O escritório da advogada Cecília Rodrigues Mota (foto), alvo da operação da Polícia Federal de terça-feira (17) que investiga a Farra do INSS, era usado para pagar a deputada Maria Gorete Pereira (MDB-CE) e outros investigados.
A PF cumpriu mandados de busca em endereços de Gorete Pereira endereços, que passou a ser monitorada por tornozeleira eletrônica. Mensagens apontam que a parlamentar teria recebido propina de R$ 1,5 milhão.
“Nas mensagens enviadas por NATJO para CECÍLIA, aquele determina a ela que, com o fim de ocultar os pagamentos ilícitos, abrisse contas do escritório de advocacia que ela possuía em quatro estados distintos para distribuir os pagamentos”, diz trecho da decisão do ministro do Supremo Tribunal Federal (STF) André Mendonça.
Em nota à imprensa, a defesa de Gorete Pereira negou qualquer tipo de participação no esquema contra beneficiários do INSS. “A deputada federal Gorete Pereira reitera que não praticou qualquer ato ilícito e que as informações divulgadas não refletem a realidade dos fatos. […] Confiante no devido processo legal, a deputada reafirma seu compromisso com a legalidade e a transparência”, informou.
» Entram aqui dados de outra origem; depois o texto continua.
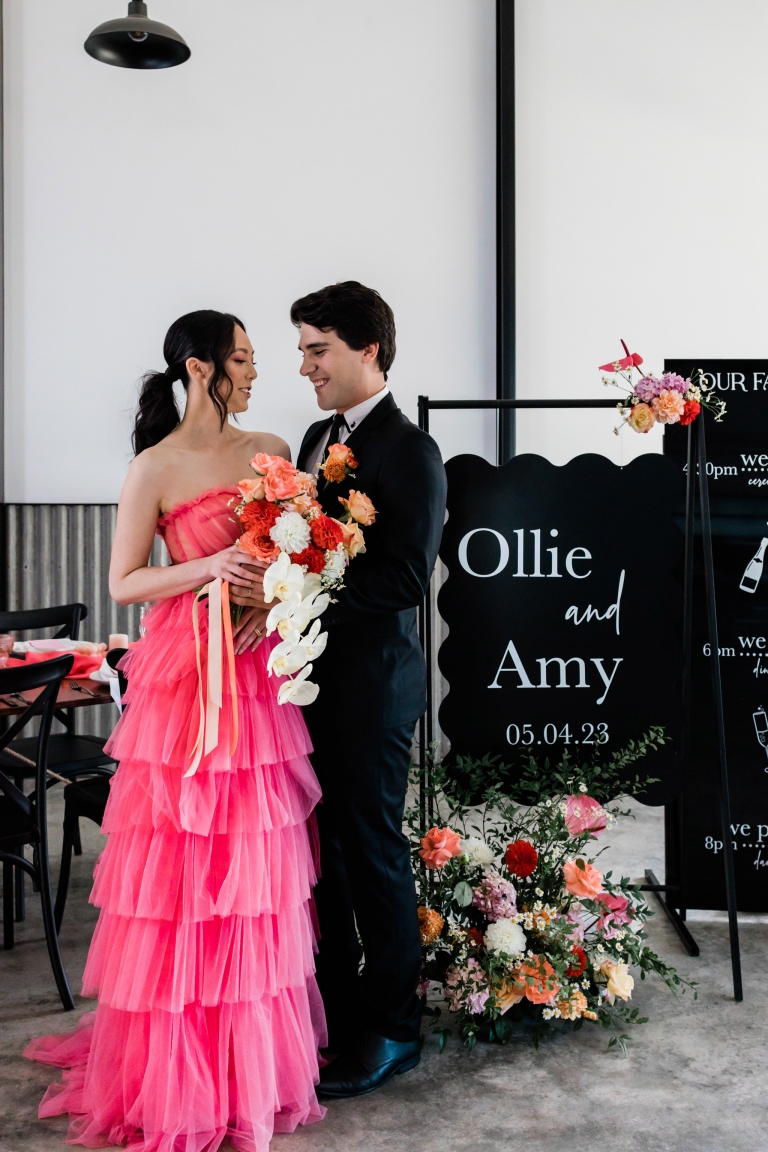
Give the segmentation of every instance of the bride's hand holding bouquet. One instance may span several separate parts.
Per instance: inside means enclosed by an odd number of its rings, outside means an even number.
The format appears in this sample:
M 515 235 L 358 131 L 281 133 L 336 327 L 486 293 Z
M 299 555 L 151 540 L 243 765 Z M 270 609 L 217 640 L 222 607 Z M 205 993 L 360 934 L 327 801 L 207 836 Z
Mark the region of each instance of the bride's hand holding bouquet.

Segundo as investigações, há indícios de que o grupo tenha inserido dados falsos em sistemas oficiais para realizar descontos indevidos em aposentadorias e pensões do INSS. Natjo de Lima Pinheiro é apontado como um dos líderes do esquema criminoso. Ele e a advogada Cecília Mota foram presos na terça-feira. Foram cumpridos também 19 mandados de busca e apreensão.
A Polícia Federal indica que Cecília Mota – ex-presidente da Associação dos Aposentados e Pensionistas Nacional (Aapen) e da Associação dos Aposentados e Pensionistas do Brasil (AAPB) – controlava fluxos financeiros provenientes dos descontos fraudulentos em benefícios do INSS e elaborava planilhas de pagamentos ilícitos. Como contraprestação por suas atividades, recebia percentuais fixos da arrecadação ilícita.
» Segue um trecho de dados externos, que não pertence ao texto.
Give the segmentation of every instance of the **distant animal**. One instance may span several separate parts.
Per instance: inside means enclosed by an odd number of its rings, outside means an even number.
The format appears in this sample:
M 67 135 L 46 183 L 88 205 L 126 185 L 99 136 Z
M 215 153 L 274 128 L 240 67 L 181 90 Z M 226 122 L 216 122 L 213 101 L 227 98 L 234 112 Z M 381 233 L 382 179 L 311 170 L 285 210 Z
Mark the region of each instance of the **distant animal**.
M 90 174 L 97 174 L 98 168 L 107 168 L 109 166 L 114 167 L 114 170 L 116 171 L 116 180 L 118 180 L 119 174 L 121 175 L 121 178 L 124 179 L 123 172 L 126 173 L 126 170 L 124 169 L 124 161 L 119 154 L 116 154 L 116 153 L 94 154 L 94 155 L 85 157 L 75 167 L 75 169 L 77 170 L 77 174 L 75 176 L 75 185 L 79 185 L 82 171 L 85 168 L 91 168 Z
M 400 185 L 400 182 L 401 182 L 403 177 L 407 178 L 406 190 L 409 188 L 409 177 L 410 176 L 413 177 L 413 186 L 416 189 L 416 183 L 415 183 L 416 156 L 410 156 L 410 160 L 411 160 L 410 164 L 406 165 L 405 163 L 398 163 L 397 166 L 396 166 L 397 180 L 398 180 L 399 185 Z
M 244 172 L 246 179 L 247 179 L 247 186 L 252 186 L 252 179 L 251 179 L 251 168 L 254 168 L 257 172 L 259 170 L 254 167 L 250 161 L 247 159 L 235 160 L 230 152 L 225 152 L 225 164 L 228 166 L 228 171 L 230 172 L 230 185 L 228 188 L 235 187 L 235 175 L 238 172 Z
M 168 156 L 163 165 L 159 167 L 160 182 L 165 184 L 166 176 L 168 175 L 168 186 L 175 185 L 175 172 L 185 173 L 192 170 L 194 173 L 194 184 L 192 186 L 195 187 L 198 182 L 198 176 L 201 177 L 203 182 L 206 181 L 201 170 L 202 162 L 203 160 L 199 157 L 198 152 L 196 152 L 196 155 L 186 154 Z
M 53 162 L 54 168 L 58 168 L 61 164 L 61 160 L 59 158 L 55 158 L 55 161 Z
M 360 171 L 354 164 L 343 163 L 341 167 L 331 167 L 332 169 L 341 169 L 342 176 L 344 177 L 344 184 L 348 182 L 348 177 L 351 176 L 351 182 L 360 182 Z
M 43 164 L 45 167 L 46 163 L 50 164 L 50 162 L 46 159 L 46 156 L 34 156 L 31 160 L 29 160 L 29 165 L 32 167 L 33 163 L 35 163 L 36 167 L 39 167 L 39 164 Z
“CECÍLIA, do que apontado pela Polícia Federal, utilizava sua sociedade de advocacia para ocultar valores e emitir notas fiscais por serviços inexistentes. Além de fracionar movimentações financeiras, utilizava empresas e terceiros para ocultação patrimonial”, relata André Mendonça.
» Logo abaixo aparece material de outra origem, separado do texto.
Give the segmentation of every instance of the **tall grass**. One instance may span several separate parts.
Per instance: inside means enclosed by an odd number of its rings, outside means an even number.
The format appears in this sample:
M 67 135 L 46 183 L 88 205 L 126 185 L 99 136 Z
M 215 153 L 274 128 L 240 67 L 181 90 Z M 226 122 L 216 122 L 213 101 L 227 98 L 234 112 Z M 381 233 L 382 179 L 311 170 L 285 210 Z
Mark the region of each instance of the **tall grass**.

Em uma das mensagens interceptadas pela Polícia Federal, Natjo explica à deputada federal Maria Gorete porque era importante que o dinheiro não fosse repassado de forma direta para a parlamentar.
“Oi, Deputada. Deputada, é porque a CECÍLIA é escritório de advocacia. Escritório de advocacia, eu acho mais legítimo, tem mais…. Não é, no palavreado, mas tem moral para mandar o dinheiro, entendeu? Do que mandar da associação para a senhora. Não é melhor? O escritório de advocacia está passando para a senhora, então eu estou preservando as coisas. Acho melhor ficar do jeito que está”, diz a mensagem.
Em seguida, Maria Gorete responde: “Então, meu filho, você que sabe”.
Antes da operação, Cecília Mota já era alvo de investigações sobre descontos indevidos em aposentadorias e pensões. A atuação dela como presidente de duas entidades associativas a levou a prestar depoimento à Comissão Parlamentar Mista de Inquérito (CPMI) do INSS em novembro. Na ocasião, não respondeu sobre o suposto repasse de propina ao advogado Eric Fidelis, filho do ex-diretor de Benefícios do órgão André Fidelis.
“Por que a senhora coloca mais de R$ 4 milhões na conta do filho do André Fidelis depois desse ACT [acordo de cooperação técnica]?”, perguntou-lhe o relator da CPMI do INSS, o deputado federal Alfredo Gaspar (União-AL). “Eu prefiro ficar em silêncio”, declarou a advogada.